Salière et poivrière, années 1950 (?), représentant Turk Broda et Maurice Richard

Chaque époque — chaque société — choisit ses idoles.

 

P.-S. — Ce n’est pas la première fois que l’Oreille cite le texte de Mercier.

P.-P.-S. — Par ailleurs, elle a beaucoup travaillé sur la présence de Maurice «Rocket» Richard dans la culture matérielle québécoise et canadienne dans un livre qu’elle a publié en 2006.

 

Références

Melançon, Benoît, les Yeux de Maurice Richard. Une histoire culturelle, Montréal, Fides, 2006, 279 p. 18 illustrations en couleurs; 24 illustrations en noir et blanc. Nouvelle édition, revue et augmentée : Montréal, Fides, 2008, 312 p. 18 illustrations en couleurs; 24 illustrations en noir et blanc. Préface d’Antoine Del Busso. Traduction : The Rocket. A Cultural History of Maurice Richard, Vancouver, Toronto et Berkeley, Greystone Books, D&M Publishers Inc., 2009, 304 p. 26 illustrations en couleurs; 27 illustrations en noir et blanc. Traduction de Fred A. Reed. Préface de Roy MacGregor. Postface de Jean Béliveau. Édition de poche : Montréal, Fides, coll. «Biblio-Fides», 2012, 312 p. 42 illustrations en noir et blanc. Préface de Guylaine Girard.

Mercier, Louis Sébastien, Tableau de Paris, Paris, Mercure de France, coll. «Librairie du Bicentenaire de la Révolution française», 1994, 2 vol. : 8/ccii/1908 et 2063 p. Édition établie sous la direction de Jean-Claude Bonnet. Édition originale : 1781-1788.

Les Yeux de Maurice Richard, édition de 2012, couverture

Accouplements 46

Marquis de Bièvre, Calembours et autres jeux sur les mots d’esprit, éd. 2000, couverture

(Accouplements : une rubriquel’Oreille tendue s’amuse à mettre en vis-à-vis deux œuvres, ou plus, d’horizons éloignés.)

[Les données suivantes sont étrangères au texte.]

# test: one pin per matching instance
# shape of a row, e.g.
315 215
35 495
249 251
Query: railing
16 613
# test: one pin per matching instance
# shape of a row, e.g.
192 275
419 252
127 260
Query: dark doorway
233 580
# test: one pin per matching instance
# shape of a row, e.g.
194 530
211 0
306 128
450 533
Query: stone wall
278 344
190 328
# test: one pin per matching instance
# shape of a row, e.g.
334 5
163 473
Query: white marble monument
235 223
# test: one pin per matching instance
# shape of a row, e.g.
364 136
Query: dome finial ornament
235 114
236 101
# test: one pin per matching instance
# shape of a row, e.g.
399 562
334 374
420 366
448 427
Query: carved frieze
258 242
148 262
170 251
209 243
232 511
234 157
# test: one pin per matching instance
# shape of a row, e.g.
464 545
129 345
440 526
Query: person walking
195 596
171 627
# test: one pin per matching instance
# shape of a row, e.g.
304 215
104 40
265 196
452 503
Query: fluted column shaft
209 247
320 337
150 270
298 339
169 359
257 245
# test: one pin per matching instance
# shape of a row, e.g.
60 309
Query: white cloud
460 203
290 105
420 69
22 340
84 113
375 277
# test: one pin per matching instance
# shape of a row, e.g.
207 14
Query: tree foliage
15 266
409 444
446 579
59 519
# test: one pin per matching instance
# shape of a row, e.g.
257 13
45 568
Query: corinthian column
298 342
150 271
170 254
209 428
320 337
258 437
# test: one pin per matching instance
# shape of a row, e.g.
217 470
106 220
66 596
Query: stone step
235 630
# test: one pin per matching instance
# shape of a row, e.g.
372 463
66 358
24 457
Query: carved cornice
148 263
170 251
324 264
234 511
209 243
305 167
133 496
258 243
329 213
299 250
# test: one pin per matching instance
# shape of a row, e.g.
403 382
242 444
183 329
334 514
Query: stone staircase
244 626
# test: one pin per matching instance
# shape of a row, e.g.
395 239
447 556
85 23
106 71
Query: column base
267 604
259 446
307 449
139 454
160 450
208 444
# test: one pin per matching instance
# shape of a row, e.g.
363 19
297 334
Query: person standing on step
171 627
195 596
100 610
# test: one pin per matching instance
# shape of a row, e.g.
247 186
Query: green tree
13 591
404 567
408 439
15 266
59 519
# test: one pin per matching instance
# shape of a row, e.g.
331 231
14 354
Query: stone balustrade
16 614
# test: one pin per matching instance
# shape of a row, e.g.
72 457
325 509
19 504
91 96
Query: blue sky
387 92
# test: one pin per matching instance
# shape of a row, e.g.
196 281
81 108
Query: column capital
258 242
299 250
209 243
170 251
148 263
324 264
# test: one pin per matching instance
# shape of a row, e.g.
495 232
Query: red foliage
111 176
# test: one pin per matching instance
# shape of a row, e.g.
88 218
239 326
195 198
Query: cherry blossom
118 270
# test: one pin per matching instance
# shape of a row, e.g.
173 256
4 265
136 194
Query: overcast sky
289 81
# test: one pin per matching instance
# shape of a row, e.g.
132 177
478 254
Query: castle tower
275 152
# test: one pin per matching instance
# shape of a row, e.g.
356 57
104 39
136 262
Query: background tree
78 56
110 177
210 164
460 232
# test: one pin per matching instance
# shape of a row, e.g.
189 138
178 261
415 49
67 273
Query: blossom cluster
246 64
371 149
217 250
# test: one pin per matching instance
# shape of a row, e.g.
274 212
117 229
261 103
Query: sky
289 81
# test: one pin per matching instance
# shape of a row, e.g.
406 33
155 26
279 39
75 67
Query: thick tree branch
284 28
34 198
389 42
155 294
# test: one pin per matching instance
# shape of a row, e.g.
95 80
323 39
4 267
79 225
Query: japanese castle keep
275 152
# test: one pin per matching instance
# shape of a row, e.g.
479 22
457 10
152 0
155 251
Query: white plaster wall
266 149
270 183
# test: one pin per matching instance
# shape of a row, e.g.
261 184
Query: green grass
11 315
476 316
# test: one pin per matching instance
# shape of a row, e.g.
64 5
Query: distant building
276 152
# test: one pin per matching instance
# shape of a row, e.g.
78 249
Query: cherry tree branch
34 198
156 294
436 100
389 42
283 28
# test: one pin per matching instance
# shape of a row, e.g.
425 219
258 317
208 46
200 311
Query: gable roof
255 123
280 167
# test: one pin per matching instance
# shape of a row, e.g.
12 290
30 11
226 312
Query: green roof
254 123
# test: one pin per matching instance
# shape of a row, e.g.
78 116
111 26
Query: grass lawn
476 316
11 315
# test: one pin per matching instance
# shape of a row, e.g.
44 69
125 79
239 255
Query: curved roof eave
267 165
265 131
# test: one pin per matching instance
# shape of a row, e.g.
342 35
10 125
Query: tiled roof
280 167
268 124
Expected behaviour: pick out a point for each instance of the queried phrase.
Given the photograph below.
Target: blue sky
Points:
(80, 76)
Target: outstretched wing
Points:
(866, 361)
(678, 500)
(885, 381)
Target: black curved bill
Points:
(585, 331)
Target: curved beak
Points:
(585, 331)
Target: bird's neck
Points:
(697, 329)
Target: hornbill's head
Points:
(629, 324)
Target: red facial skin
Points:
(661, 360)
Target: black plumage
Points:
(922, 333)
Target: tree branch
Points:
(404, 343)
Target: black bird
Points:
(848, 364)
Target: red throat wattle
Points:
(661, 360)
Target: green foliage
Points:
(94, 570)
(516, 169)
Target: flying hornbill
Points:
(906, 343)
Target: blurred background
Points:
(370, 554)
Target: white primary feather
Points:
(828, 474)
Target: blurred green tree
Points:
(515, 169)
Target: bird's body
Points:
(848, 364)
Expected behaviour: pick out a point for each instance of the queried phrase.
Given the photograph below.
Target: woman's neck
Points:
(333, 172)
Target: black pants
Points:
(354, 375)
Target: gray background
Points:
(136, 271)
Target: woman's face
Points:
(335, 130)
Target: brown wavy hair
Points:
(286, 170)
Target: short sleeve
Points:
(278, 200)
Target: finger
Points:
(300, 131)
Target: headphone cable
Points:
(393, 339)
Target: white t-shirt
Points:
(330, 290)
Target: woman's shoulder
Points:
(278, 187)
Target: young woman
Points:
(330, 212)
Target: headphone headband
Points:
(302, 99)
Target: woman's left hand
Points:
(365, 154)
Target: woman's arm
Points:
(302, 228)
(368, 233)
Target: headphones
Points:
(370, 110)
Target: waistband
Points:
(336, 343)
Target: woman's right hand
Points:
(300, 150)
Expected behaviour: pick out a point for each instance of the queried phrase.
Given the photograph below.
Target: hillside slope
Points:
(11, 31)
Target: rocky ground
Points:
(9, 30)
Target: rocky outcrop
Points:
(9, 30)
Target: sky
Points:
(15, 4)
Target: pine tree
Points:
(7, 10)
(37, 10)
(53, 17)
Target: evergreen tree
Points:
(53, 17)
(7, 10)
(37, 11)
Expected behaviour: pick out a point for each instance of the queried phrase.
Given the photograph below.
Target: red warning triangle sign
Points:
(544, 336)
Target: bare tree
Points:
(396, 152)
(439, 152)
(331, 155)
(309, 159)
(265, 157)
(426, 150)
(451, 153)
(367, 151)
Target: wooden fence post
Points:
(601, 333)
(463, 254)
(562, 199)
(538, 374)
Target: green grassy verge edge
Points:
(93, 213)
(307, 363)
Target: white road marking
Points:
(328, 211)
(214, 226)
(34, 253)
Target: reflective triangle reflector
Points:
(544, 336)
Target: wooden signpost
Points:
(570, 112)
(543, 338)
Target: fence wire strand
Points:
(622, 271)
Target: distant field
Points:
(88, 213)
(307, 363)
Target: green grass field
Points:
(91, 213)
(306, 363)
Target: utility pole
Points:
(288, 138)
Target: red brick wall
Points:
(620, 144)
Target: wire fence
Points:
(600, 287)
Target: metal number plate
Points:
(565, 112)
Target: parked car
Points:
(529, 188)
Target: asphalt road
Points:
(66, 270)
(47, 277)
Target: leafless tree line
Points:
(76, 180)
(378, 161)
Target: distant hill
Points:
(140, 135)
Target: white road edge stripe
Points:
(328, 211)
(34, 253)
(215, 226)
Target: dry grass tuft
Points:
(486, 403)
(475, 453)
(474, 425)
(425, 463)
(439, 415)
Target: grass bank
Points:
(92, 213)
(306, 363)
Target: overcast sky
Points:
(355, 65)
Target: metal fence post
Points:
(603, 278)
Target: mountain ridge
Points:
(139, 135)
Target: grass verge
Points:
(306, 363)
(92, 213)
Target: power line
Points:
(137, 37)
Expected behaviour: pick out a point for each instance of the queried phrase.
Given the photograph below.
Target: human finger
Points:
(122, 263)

Le marquis de Bièvre connut brièvement la gloire au XVIIIe siècle pour son art du calembour. Exemple, tiré des Bièvriana éditées par Antoine de Baecque en 2000 :

Il avait fait planter six ifs dans un bosquet de son jardin, pour y faire prendre le café aux dames qui dînaient chez lui. Là, il leur disait : Mesdames, entendez-le comme vous voudrez, mais voici l’endroit décisif (des six ifs) (p. 127).

Dans la livraison du 13 mars 2016 de l’émission Des Papous dans la tête de France Culture («Les Papous fêtent la francophonie»), un roman interactif a été présenté. Extrait du chapitre rédigé par Lucas Fournier :

— Capitaine, capitaine, nous voici à l’endroit décisif.
— Décisif ? Mais qu’est-ce que vous me chantez là, Marius ? Je vois qu’un If, le nôtre, le château d’If.
— Décisif, parce que nous somme en panne d’essence, insiste Marius.

P.-S. — C’est notamment du marquis de Bièvre que s’est inspiré Patrice Leconte dans le film Ridicule (1996).

P.-P.-S. — Dominique Muller, dans le chapitre qui suit celui de Lucas Fournier, évoque Julie de Lespinasse. C’est une autre histoire.

 

Référence

Bièvre, François-Georges Maréchal, marquis de, Calembours et autres jeux sur les mots d’esprit, Paris, Payot & Rivages, 2000, 155 p. Édition établie et présentée par Antoine de Baecque.